Kunin-chojakunin (公人朝夕人)

Kunin-chojakunin is a post that existed in the Edo Period. It was a hereditary post.

The job function was to assist the Shogun during his travels to the Imperial Palace in Kyoto and to Nikko Shrine, to resolve the difficulty the Shogun in sokutai (ceremonial court dress) experiences when wishing to relieve himself, by slipping a copper, cylindrical container (urinal) into the dress from the side of the hakama. The name of the post derives from the job function as "a person performing fetid civic duty both day and night."

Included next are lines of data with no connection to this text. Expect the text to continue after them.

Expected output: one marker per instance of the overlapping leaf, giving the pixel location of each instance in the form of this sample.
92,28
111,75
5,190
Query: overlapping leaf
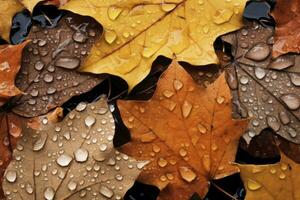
72,159
265,89
10,63
137,32
186,131
287,17
49,75
270,182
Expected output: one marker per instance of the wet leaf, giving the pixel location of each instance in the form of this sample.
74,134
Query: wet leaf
137,32
10,63
270,182
186,131
30,4
264,89
287,37
49,75
8,9
72,159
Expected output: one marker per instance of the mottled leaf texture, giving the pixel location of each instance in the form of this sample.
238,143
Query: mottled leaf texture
49,75
270,182
267,90
30,4
8,9
287,17
73,159
10,63
138,31
186,131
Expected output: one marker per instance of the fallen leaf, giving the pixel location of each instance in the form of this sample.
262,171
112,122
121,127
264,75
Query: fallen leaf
8,9
287,37
49,75
137,32
264,89
10,63
270,182
71,159
186,131
30,4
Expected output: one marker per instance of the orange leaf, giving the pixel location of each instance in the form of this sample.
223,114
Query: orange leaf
287,36
186,131
10,63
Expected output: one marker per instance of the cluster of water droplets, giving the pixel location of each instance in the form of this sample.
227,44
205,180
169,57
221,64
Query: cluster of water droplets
73,159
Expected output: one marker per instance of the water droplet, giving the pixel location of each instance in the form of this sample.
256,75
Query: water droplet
72,185
105,191
11,176
39,65
81,107
48,78
113,12
49,193
187,174
186,108
89,121
222,15
273,123
81,155
282,62
295,79
110,36
177,84
291,100
64,160
259,52
253,185
67,63
260,73
162,162
40,143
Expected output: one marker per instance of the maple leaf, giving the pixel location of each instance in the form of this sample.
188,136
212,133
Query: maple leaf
10,63
186,131
71,159
49,75
270,182
287,37
137,32
30,4
264,89
8,9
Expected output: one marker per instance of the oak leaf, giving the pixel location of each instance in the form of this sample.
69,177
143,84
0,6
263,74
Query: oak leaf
49,75
186,131
10,63
270,182
287,37
137,32
8,9
264,89
72,159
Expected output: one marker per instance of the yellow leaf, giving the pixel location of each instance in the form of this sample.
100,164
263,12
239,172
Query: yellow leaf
270,182
137,31
8,8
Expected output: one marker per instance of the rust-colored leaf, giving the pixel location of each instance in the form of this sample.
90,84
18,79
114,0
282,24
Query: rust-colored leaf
287,36
10,63
186,131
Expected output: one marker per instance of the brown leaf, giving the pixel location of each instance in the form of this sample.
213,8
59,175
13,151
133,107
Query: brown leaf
270,182
49,74
186,131
10,61
287,17
264,89
71,159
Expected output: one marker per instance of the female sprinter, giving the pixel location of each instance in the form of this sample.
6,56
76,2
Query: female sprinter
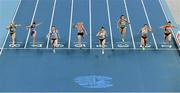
102,38
167,32
12,28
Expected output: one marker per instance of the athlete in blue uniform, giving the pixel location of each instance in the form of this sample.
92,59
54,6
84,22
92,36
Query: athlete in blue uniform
33,31
54,36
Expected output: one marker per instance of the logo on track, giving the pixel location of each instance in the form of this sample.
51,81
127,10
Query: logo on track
94,81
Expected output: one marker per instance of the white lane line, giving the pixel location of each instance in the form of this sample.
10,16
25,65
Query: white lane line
70,24
52,19
167,20
147,17
90,21
8,31
125,4
31,23
109,18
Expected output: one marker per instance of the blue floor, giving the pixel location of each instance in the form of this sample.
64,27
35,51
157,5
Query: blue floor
128,69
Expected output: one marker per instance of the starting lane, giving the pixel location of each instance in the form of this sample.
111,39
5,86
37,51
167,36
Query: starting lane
24,13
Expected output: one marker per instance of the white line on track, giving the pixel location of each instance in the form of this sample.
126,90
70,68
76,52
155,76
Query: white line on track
109,18
8,31
70,24
52,19
134,46
31,23
149,23
167,20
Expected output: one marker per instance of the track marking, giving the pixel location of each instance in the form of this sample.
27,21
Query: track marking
110,27
70,24
90,21
8,31
127,13
52,19
147,17
167,20
31,23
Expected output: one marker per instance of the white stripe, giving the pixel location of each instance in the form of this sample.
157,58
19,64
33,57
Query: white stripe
52,19
149,23
109,18
90,22
8,31
167,20
31,23
134,46
70,24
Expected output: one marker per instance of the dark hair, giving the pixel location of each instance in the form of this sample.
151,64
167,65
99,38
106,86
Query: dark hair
145,24
34,22
169,22
121,16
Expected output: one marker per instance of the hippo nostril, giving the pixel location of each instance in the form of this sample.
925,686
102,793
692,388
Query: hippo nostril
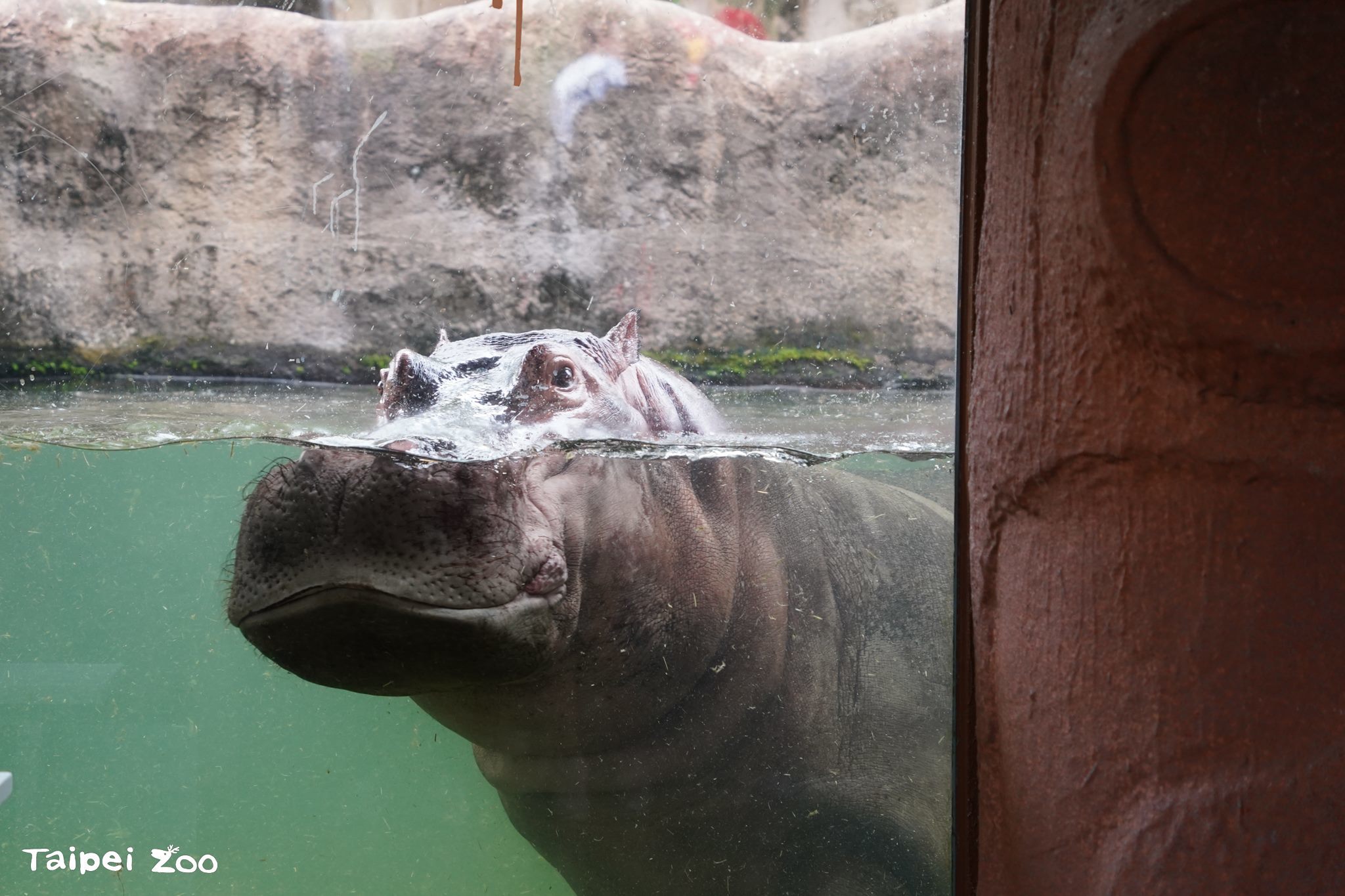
549,578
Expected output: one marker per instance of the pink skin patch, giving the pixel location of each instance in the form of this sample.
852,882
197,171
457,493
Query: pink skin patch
549,578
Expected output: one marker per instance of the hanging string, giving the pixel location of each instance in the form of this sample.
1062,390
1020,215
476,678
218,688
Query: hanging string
518,38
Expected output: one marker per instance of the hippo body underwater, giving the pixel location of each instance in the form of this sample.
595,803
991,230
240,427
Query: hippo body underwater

During a journey, the Kunin-chojakunin was positioned at the right and left of the attendants in the second row of the parade, issuing warnings.
The post was subordinate to the dobo-kashira, with one appointed to the post with stipend for 10 persons

Tsuchida Family
Tsuchida Family served this hereditary post from the time of FUJIWARA no Yoritsune, the 4th Shogun of the Kamakura bakufu, and had been in service also of the Ashikaga Shogun family, Nobunaga ODA and Hideyoshi TOYOTOMI. In the Edo Period, the post was established with service to Ieyasu TOKUGAWA. From then on, the post has been filled by the Tsuchida family, and even the name "Magoemon TSUCHIDA" was succeeded for generations. For this reason, the post of Kunin-chojakunin became synonymous with the name Magoemon TSUCHIDA. The social status of the servant is believed to be servant to samurai warriors and not from the samurai class. Although this job function would easily be perceived in modern TV variety shows as a target of comic banter because of what the job involves, the hereditary nature of the post dating back to the Kamakura period and the proximity of the postholder to the ruler suggest that the family enjoyed prestige despite the surprise and contempt modern people might feel toward them.

The post has been held on hereditary basis by the Tsuchida family since 1603. According to Tsuchida family records, the hereditary post dates back to 1219, when they served as attendant to Shogun FUJIWARA no Yoritsune on his travel from Kyoto eastward.

Social status
There is little documentation regarding the Kunin-chojakunin (Magozaemon TSUCHIDA), although the attendant is believed not to be from samurai class but was servant to the samurai but at times is believed to have been a lower-ranking samurai or common folk. the Kunin-chojakunin was at least authorized to carry one small sword and to bear a family name.

Because the post was not an everyday function, it is unknown what the Kunin-chojakunin did to make a living.